AM: Per concludere questa carrellata: Don Carlo o Don Carlos che sia, l’attuale fortuna di quest’opera è la dimostrazione che a teatro noi non siamo necessariamente più fessi dei nostri nonni. Che il DC fosse un capolavoro lo si era sempre saputo; ma da non moltissimi anni è diventata anche uno dei titoli verdiani più rappresentati. E infatti prima della Scala ne hanno girato due produzioni, una nel circuito emiliano e l’altra in quello lombardo, mentre ha appena debuttato all’Opéra di Montecarlo il “contro Don Carlo”, vale a dire la produzione con due habitué di Sant’Ambroeus come il regista Davide Livermore e il basso Ildar Abdrazakov. Il mondo ha bisogno, ancora e sempre, di Giuseppe Verdi. Il mondo ha bisogno, oggi più che mai, del suo Don Carlo. Quindi io mi sbilancio e lo dico, anzi lo grido: Don Carlo(s) è la mia opera di Verdi preferita, e poiché Verdi è Verdi, la carne e il sangue, il cuore e il cervello, la musica e il teatro, e ci insegna ogni giorno a vivere e pensare, Don Carlo è l’opera che mi porterei fin nella tomba, anzi nell’avel. E tu?
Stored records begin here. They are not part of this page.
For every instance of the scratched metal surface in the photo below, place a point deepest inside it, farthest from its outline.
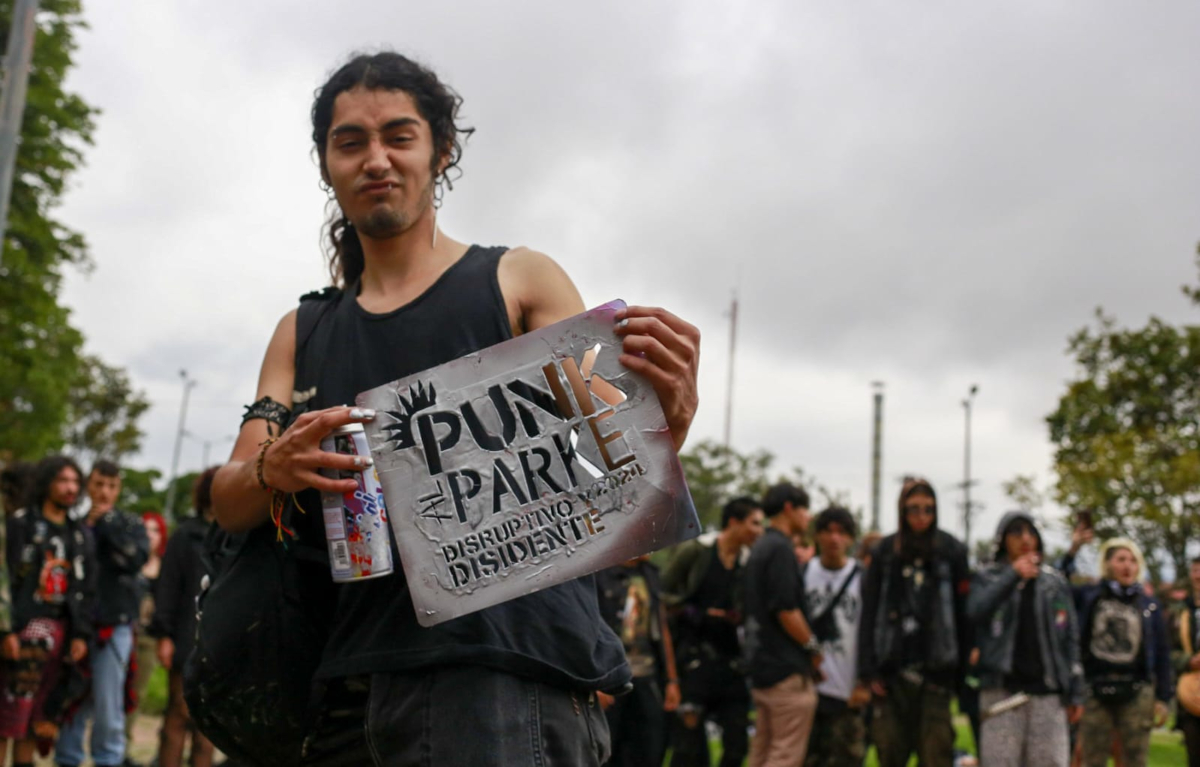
(505, 474)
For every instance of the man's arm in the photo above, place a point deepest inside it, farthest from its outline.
(289, 465)
(871, 582)
(989, 588)
(655, 343)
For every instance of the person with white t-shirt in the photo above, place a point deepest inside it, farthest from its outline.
(833, 605)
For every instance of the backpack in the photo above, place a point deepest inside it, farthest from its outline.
(261, 629)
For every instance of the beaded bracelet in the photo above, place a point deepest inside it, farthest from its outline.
(258, 463)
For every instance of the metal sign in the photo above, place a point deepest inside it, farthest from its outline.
(526, 465)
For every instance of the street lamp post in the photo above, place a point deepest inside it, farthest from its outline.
(169, 508)
(966, 467)
(876, 453)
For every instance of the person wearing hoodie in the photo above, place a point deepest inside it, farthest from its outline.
(1126, 653)
(702, 587)
(174, 624)
(915, 637)
(1031, 678)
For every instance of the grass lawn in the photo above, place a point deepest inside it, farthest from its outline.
(1165, 748)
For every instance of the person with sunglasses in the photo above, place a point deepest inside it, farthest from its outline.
(915, 636)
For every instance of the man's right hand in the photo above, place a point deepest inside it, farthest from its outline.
(1026, 565)
(292, 463)
(166, 652)
(11, 648)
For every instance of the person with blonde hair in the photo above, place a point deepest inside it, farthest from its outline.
(1127, 665)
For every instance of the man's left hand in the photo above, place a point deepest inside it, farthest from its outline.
(671, 697)
(665, 349)
(859, 696)
(1159, 713)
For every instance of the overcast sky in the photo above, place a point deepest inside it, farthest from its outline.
(931, 196)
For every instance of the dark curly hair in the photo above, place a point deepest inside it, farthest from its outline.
(436, 101)
(45, 474)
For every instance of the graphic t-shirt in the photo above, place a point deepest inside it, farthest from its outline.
(1114, 642)
(840, 652)
(635, 628)
(773, 586)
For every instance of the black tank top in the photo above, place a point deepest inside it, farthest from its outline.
(555, 635)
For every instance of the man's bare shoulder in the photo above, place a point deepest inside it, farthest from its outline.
(537, 289)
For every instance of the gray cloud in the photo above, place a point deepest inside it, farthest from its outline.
(933, 197)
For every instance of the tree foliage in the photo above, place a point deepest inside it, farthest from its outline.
(103, 413)
(43, 365)
(1127, 435)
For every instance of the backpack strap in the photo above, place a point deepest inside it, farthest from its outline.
(841, 592)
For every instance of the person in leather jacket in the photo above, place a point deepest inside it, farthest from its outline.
(1026, 629)
(915, 636)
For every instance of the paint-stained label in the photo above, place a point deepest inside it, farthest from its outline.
(525, 465)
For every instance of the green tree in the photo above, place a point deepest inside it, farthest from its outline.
(103, 412)
(138, 492)
(40, 346)
(1127, 435)
(717, 474)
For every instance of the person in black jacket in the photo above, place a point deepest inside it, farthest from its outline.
(121, 549)
(702, 588)
(915, 637)
(1127, 663)
(48, 556)
(174, 623)
(630, 601)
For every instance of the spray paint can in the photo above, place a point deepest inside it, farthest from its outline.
(357, 521)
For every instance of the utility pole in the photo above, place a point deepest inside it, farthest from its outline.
(967, 509)
(876, 454)
(169, 509)
(729, 385)
(12, 100)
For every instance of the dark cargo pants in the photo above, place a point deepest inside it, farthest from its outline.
(913, 718)
(461, 715)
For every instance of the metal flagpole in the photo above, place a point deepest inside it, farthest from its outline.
(12, 100)
(729, 387)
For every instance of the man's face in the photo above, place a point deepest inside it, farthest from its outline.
(1123, 567)
(1019, 540)
(918, 511)
(103, 491)
(65, 489)
(833, 541)
(747, 531)
(378, 156)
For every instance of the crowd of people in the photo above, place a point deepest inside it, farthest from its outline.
(823, 654)
(826, 642)
(93, 599)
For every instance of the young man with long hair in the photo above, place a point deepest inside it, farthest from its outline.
(388, 138)
(48, 556)
(915, 637)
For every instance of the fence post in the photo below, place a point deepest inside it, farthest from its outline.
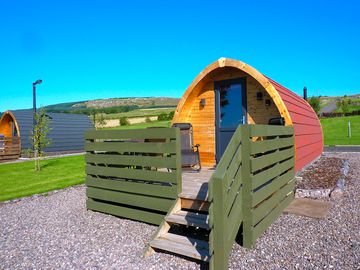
(219, 259)
(178, 161)
(247, 189)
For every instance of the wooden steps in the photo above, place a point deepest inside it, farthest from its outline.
(180, 241)
(183, 245)
(189, 219)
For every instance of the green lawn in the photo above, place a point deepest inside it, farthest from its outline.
(336, 130)
(20, 180)
(144, 125)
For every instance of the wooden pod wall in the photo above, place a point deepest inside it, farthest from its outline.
(276, 101)
(8, 123)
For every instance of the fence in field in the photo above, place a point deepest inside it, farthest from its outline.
(9, 148)
(133, 173)
(252, 184)
(339, 114)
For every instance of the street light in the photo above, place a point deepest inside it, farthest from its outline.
(34, 108)
(34, 101)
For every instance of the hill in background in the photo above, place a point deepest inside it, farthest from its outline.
(328, 104)
(113, 105)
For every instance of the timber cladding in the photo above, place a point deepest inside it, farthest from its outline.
(253, 183)
(265, 99)
(202, 118)
(134, 174)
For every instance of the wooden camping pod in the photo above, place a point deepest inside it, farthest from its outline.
(276, 101)
(10, 144)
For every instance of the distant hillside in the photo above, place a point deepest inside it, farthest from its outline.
(113, 105)
(328, 104)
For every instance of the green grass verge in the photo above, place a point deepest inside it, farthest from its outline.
(144, 125)
(20, 180)
(336, 130)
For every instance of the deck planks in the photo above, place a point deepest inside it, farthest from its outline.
(195, 184)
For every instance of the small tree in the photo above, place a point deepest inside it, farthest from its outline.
(124, 121)
(315, 104)
(343, 104)
(39, 139)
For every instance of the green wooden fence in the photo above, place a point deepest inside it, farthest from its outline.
(134, 174)
(253, 183)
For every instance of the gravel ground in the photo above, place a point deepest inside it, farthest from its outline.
(56, 232)
(323, 173)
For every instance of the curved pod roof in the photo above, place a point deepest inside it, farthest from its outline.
(295, 110)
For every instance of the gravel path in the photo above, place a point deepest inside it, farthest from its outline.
(56, 232)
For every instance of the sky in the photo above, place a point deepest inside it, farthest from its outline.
(101, 49)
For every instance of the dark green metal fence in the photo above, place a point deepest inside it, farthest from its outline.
(252, 184)
(134, 174)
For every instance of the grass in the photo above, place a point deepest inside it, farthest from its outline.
(144, 125)
(140, 113)
(352, 108)
(20, 180)
(336, 130)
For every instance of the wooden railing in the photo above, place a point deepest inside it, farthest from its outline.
(252, 184)
(9, 148)
(225, 196)
(134, 174)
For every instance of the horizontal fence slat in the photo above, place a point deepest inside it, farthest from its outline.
(134, 187)
(150, 133)
(265, 223)
(126, 212)
(269, 159)
(131, 199)
(148, 147)
(268, 145)
(265, 207)
(267, 130)
(169, 177)
(266, 175)
(270, 188)
(138, 160)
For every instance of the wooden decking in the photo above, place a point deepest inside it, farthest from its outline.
(195, 184)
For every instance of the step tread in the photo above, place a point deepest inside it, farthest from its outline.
(189, 218)
(182, 245)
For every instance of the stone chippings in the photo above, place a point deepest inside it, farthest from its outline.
(56, 232)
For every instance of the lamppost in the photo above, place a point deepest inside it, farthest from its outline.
(34, 109)
(34, 101)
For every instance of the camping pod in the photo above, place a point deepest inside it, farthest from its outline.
(228, 93)
(66, 132)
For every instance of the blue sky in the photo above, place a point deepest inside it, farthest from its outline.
(100, 49)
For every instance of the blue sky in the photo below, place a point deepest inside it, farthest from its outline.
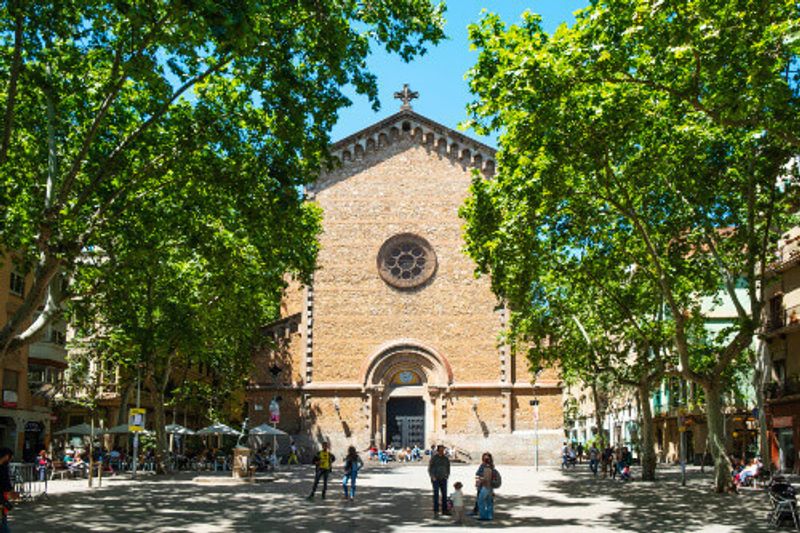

FF: In quest’opera c’è tutto: l’amore, la gelosia, il potere, l’amicizia, la sofferenza, la speranza. Una summa del cosmo verdiano e, lasciami dire, umano. Quindi sì, mi sbilancio: dopo una rapida contesa con il Boccanegra, anch’io porterei Don Carlo(s) con me. Inutile dire, l’edizione cinque atti.